Keeping maintenance low is key to Fergus and Louise; beds are not dug and well rotted manure is added to all beds annually. By keeping the soil healthy you improve the health of your plants “for a plant to thrive, the soil must be alive”.

Plants are not only chosen for their colour but also for their form, for example clipped shapes, Hydrangea quercifolia, Hydrangea ‘Annabelle’, ferns, Dracunculus, Paulonia, Yucca, Globe artichoke, Helleborus corsicus, Eryngium, Euphorbia mellifera, Eucomis (most of these were in the gravel ‘jungle’ garden).

Self seeding is allowed in this garden as this does reduce maintenance however Louise is ruthless, if a plant fails it will not be replaced similarly if a plant is not quite right, it will not be kept either. A hidden away cutting garden might be a place for those outcasts! Good plants for self seeding include Eryngium ‘Miss Willmott’s Ghost’, Allium Christophii and Hellebores.

Other plants that impressed were:
Ligusticum lucidum Rosa ‘Eden’ (cream, pink, green) – a recent French bred climbing rose
Iris ‘Kent Pride’ (lovely blue tinge to base of leaves)
Rosa ‘Hot Chocolate’ (dark rusty orange / red with different interesting tones)

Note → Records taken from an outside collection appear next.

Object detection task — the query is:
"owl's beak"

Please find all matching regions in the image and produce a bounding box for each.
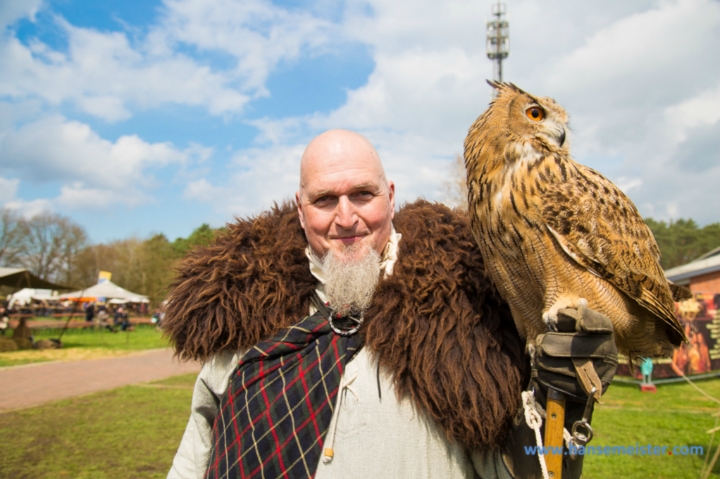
[559,128,566,147]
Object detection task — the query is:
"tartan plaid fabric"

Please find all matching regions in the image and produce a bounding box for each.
[205,311,362,479]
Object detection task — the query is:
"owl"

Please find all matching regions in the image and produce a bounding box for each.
[464,81,688,360]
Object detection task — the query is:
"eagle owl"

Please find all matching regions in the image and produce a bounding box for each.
[464,81,687,360]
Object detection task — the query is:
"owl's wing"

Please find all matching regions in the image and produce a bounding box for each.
[541,163,683,339]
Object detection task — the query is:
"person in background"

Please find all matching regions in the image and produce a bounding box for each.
[116,306,132,331]
[97,303,116,333]
[85,301,95,323]
[0,304,9,335]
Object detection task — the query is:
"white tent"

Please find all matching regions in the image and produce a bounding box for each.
[58,280,149,303]
[7,288,57,308]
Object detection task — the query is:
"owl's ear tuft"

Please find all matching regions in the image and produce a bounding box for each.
[486,80,528,95]
[507,83,526,94]
[486,79,502,90]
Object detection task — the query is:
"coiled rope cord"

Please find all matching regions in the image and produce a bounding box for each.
[522,390,550,479]
[522,390,576,479]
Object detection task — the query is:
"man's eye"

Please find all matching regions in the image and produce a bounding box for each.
[314,196,332,204]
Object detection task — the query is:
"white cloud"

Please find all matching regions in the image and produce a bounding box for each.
[317,49,488,138]
[154,0,337,93]
[184,178,222,203]
[615,177,643,193]
[1,115,181,186]
[3,198,54,219]
[56,184,152,209]
[184,143,305,217]
[0,27,250,121]
[0,0,42,30]
[0,0,342,121]
[545,1,718,91]
[0,176,19,203]
[0,115,203,210]
[664,83,720,142]
[76,96,132,123]
[0,175,46,218]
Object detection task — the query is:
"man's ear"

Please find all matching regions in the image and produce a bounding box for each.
[387,181,396,219]
[296,191,306,229]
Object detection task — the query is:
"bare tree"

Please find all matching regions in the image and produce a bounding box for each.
[0,208,26,267]
[20,212,88,284]
[441,154,469,210]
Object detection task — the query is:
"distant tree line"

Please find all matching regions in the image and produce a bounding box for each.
[0,208,217,307]
[2,206,719,306]
[644,218,720,270]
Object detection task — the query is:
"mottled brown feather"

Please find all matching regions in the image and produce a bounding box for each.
[542,171,682,340]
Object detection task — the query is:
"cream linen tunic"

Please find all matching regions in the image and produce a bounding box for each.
[168,229,514,479]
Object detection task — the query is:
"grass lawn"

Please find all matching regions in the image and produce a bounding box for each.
[0,325,170,367]
[2,372,720,478]
[0,373,196,479]
[583,379,720,478]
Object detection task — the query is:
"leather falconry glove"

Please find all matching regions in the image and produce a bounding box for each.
[533,306,618,404]
[501,306,618,479]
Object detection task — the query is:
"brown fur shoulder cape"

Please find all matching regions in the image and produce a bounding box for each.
[164,200,528,451]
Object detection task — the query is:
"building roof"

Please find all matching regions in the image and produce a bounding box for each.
[694,246,720,261]
[665,252,720,285]
[0,267,72,290]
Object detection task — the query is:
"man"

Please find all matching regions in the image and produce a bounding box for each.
[85,301,95,323]
[165,129,616,479]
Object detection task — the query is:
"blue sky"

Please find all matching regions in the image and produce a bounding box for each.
[1,0,719,244]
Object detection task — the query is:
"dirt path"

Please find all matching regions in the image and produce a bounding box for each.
[0,348,201,413]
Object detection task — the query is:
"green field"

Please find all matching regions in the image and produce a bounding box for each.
[1,372,720,477]
[582,379,720,478]
[0,373,195,479]
[0,325,170,367]
[33,324,169,350]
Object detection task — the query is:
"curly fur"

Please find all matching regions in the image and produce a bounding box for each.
[163,200,528,450]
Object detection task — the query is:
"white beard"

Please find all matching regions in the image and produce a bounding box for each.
[322,245,381,317]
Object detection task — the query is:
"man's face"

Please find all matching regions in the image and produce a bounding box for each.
[296,133,395,260]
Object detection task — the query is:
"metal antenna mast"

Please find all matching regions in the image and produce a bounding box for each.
[486,2,509,90]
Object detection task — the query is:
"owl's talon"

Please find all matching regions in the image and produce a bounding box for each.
[544,297,587,333]
[542,310,559,332]
[547,319,558,332]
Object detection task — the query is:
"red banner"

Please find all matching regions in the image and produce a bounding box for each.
[617,293,719,379]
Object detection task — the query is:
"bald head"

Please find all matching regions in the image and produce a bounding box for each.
[299,129,386,194]
[295,129,395,259]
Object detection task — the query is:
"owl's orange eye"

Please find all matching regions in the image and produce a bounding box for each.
[526,107,545,121]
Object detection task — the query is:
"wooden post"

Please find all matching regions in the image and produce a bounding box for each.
[544,388,566,478]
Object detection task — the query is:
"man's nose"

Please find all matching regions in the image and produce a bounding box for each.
[334,196,358,229]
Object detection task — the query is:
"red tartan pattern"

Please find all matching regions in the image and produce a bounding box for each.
[205,312,362,479]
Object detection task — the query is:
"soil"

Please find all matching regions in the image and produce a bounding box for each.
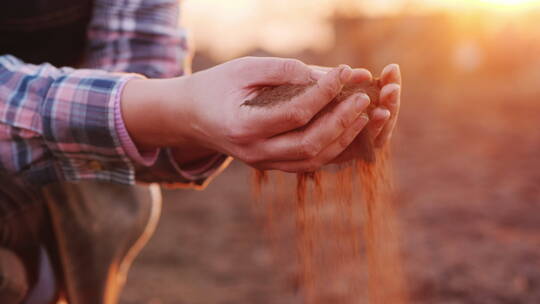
[243,79,381,109]
[245,76,402,303]
[246,76,402,303]
[244,78,382,163]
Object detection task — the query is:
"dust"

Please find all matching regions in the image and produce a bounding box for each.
[248,77,407,304]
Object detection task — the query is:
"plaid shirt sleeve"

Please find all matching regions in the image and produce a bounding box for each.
[0,55,143,185]
[0,0,230,187]
[82,0,230,188]
[83,0,190,78]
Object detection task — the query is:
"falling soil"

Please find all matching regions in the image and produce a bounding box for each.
[246,77,407,304]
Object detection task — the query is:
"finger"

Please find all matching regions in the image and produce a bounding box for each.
[310,66,372,84]
[249,92,370,162]
[374,83,401,147]
[240,65,353,138]
[309,65,330,73]
[307,66,328,80]
[330,136,362,164]
[334,79,400,162]
[367,107,390,139]
[237,57,315,86]
[257,114,370,172]
[380,63,401,86]
[349,68,373,84]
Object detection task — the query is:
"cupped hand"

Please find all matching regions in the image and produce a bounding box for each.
[331,63,401,164]
[168,57,373,172]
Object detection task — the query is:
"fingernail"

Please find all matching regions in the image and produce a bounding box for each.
[382,63,399,74]
[382,108,391,119]
[339,64,352,82]
[360,113,370,122]
[356,93,370,113]
[372,107,391,120]
[382,63,401,84]
[381,83,401,105]
[392,63,401,75]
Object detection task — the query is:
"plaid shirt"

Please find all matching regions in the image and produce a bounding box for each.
[0,0,230,188]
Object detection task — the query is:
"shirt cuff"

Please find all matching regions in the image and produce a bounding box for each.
[134,148,232,190]
[166,149,228,181]
[113,86,159,167]
[41,69,145,184]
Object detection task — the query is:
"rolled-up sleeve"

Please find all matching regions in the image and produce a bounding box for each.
[83,0,231,189]
[0,55,143,185]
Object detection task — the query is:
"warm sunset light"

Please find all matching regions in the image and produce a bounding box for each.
[479,0,536,6]
[5,0,540,303]
[474,0,540,11]
[183,0,540,60]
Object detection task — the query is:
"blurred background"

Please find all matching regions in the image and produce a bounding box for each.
[121,0,540,303]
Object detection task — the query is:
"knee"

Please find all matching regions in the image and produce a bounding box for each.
[0,248,28,304]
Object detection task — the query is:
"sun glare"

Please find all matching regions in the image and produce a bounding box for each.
[478,0,538,8]
[481,0,532,4]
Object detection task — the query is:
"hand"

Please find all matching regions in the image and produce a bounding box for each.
[370,64,401,148]
[122,57,372,172]
[179,57,376,172]
[332,64,401,163]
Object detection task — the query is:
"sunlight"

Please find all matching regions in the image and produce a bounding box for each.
[419,0,540,12]
[477,0,539,9]
[479,0,535,5]
[182,0,540,60]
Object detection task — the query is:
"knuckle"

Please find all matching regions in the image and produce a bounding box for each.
[339,133,354,150]
[280,59,303,76]
[320,81,339,100]
[336,115,350,131]
[285,107,310,126]
[248,150,267,164]
[224,129,242,143]
[299,138,321,158]
[224,124,251,145]
[330,79,341,94]
[236,146,262,165]
[238,149,256,164]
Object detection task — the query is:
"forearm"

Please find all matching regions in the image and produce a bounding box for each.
[120,77,219,165]
[83,0,229,185]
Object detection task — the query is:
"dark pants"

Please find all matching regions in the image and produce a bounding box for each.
[0,174,161,304]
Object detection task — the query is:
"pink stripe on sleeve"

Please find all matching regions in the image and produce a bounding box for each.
[114,79,159,166]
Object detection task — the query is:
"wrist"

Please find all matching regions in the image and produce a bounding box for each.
[121,78,187,149]
[121,76,218,165]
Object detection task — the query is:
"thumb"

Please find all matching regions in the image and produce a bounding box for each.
[235,57,316,86]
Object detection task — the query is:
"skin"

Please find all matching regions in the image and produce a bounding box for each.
[121,57,401,173]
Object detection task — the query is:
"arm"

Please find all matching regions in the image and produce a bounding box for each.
[119,58,402,173]
[0,55,142,185]
[82,0,401,186]
[119,57,372,173]
[0,54,381,187]
[83,0,230,188]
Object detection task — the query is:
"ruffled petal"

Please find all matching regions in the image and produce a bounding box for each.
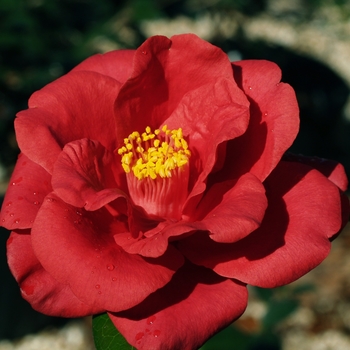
[7,231,98,317]
[179,161,343,287]
[0,154,52,230]
[164,78,249,214]
[115,173,267,257]
[72,50,135,83]
[109,262,247,350]
[221,60,299,182]
[31,193,184,312]
[15,71,121,173]
[52,139,126,211]
[114,34,236,143]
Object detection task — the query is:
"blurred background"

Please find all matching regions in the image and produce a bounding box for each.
[1,0,350,349]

Tips shared with us by Fergus:
1. Hostas tend to stay slug free if grown on gravel but where their leaves are not touching other plants (which creates a slug bridge).
2. Manure from silage fed cows tends to be less weedy than field grazing cows
3. Louise is using horticultural grade Neam oil insecticide / soap against box blight

  

Art and glamping

June 26th, 2013

Glastonbury Festival kicks off today, I have installed some of my larger willow forms throughout one of the exclusive camp sites just outside the fence.  These special ‘glamping’ guests will each have with their own magical garden areas complete with local willow art work.